Label Halal UMKM Cukup Deklarasi dari Pengusaha, Pemerintah Abai

Mediaumat.id – Perppu Ciptaker yang juga mengatur kewajiban sertifikasi halal bagi usaha mikro kecil dan menengah (UMKM) dengan didasarkan pada pernyataan halal dari pelaku usaha dimaksud, menunjukkan abainya pemerintah tentang makanan halal.

“Pemerintah cenderung mengabaikan, menganggap sepele berkaitan dengan makanan halal,” tutur Pengamat Kebijakan Publik dari Indonesian Justice Monitor (IJM) Dr. Erwin Permana kepada Mediaumat.id, Selasa (3/1/2023).

“Padahal tidak (boleh) begitu,” sambungnya, sembari mengingatkan selain faktor utama dalam kehidupan manusia, makanan halal juga termasuk hal paling mendasar dalam Islam.

“Hal yang paling mendasar, menentukan keberkahan hidup kita atau enggak, itu kan berawal dari makanannya. Kalau makanannya halal maka tubuh kita itu akan menjadi tubuh yang baik, berkah, dst.,” ujarnya.

Maka tak mengherankan, setiap hari orang berupaya bekerja mencari nafkah salah satu alasannya untuk memenuhi kebutuhan makan. Hanya, kata Erwin, tak sebatas pemenuhan kebutuhan makan. Pasalnya binatang juga sama-sama mencari makan.

Untuk itu, sebagai umat Islam, kata Erwin berpesan, agar senantiasa mencari makanan yang halal. “Halal cara mendapatkannya dan juga kandungan zatnya,” ucapnya menekankan.

Makanya pula, apabila pemerintah bersikeras terkait ketentuan jaminan halal suatu produk bisa diterbitkan hanya dengan deklarasi dari pedagang misalnya, tidak ada sebutan yang pas selain serampangan. “Kalau misalnya cukup hanya dari deklarasi pedagang saja, ya itu serampangan namanya,” sebut Erwin.

Bahkan di dalam praktiknya nanti, rawan terjadi kebohongan.
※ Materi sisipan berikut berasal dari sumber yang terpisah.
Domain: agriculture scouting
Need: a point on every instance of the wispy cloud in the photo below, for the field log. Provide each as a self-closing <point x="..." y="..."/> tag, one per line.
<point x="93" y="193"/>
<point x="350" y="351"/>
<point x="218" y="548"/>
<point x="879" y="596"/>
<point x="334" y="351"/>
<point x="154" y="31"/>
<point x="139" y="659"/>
Sebab tak ada jaminan seorang pengusaha atau pedagang tak akan melakukan kebohongan. “Siapa yang menjamin pedagang itu enggak akan bohong?” selanya, yang juga memandang sekali lagi hal itu sebagai bentuk ketidakseriusan pemerintah dalam memperhatikan makanan halal bagi rakyatnya.

Untuk diketahui, dalam Peraturan Pemerintah Pengganti Undang-Undang (Perppu) Nomor 2 Tahun 2022 tentang Cipta Kerja tersebut, di antara Pasal 4 dan Pasal 5 disisipkan 1 (satu) pasal, yakni Pasal 4A sehingga berbunyi sebagai berikut:

Pasal 4A

 (1) Untuk Pelaku Usaha mikro dan kecil, kewajiban bersertifikat halal sebagaimana dimaksud dalam Pasal 4 didasarkan atas pernyataan halal Pelaku Usaha mikro dan kecil.
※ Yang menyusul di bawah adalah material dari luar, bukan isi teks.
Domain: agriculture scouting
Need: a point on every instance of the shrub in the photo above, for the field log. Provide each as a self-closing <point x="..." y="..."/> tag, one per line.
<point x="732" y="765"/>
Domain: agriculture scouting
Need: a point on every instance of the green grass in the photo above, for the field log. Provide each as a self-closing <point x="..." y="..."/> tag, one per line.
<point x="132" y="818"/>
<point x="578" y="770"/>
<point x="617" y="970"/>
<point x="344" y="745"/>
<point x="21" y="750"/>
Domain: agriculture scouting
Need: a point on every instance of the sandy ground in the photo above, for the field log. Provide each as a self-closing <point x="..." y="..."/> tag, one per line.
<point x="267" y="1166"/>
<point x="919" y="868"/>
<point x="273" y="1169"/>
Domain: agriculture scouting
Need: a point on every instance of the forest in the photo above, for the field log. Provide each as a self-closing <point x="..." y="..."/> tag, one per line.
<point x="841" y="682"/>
 (2) Pernyataan halal Pelaku Usaha mikro dan kecil sebagaimana dimaksud pada ayat (1) dilakukan berdasarkan standar halal yang ditetapkan oleh BPJPH.

Pelecehan Atas Konstitusi

Tak ayal, perppu ini pun dinilai Erwin sebagai bentuk pelecehan terhadap putusan Mahkamah Konstitusi (MK) yang sebelumnya menyatakan dalam Putusan MK Nomor 91/PUU-XVIII/2020, bahwa pembentukan UU Cipta Kerja bertentangan dengan UUD 1945 dan tidak mempunyai kekuatan hukum mengikat secara bersyarat sepanjang tidak dimaknai ‘tidak dilakukan perbaikan dalam waktu 2 (dua) tahun sejak putusan ini diucapkan’.

Menurutnya, meski UU Nomor 11 Tahun 2020 tentang Cipta Kerja yang diundangkan pada 2 November 2020 oleh DPR RI dinyatakan inkonstitusional bersyarat oleh Mahkamah Konstitusi pada 25 November 2021 lalu, faktanya pemerintah malah bersikap suka-suka.

Kangkangi Konstitusi

Dengan kata lain, alih-alih berusaha melaksanakan amanah putusan MK untuk memperbaiki dalam rentang hingga dua tahun, pemerintah justru mengangkangi konstitusi dengan menerbitkan Perppu.

“Ini merupakan bentuk terjadi otoritarianisme konstitusi, bentuk pengangkangan terhadap konstitusi yang sudah dilakukan oleh Jokowi,” tandas Erwin.

Tetapi lebih dari itu dan penting dipahami, tambahnya, Perppu Ciptaker berikut segala ketentuan di dalamnya termasuk kewajiban sertifikasi halal bagi UMKM yang boleh didasarkan pada deklarasi dimaksud, dinilai sebagai bagian dari konsekuensi diterapkannya sistem demokrasi.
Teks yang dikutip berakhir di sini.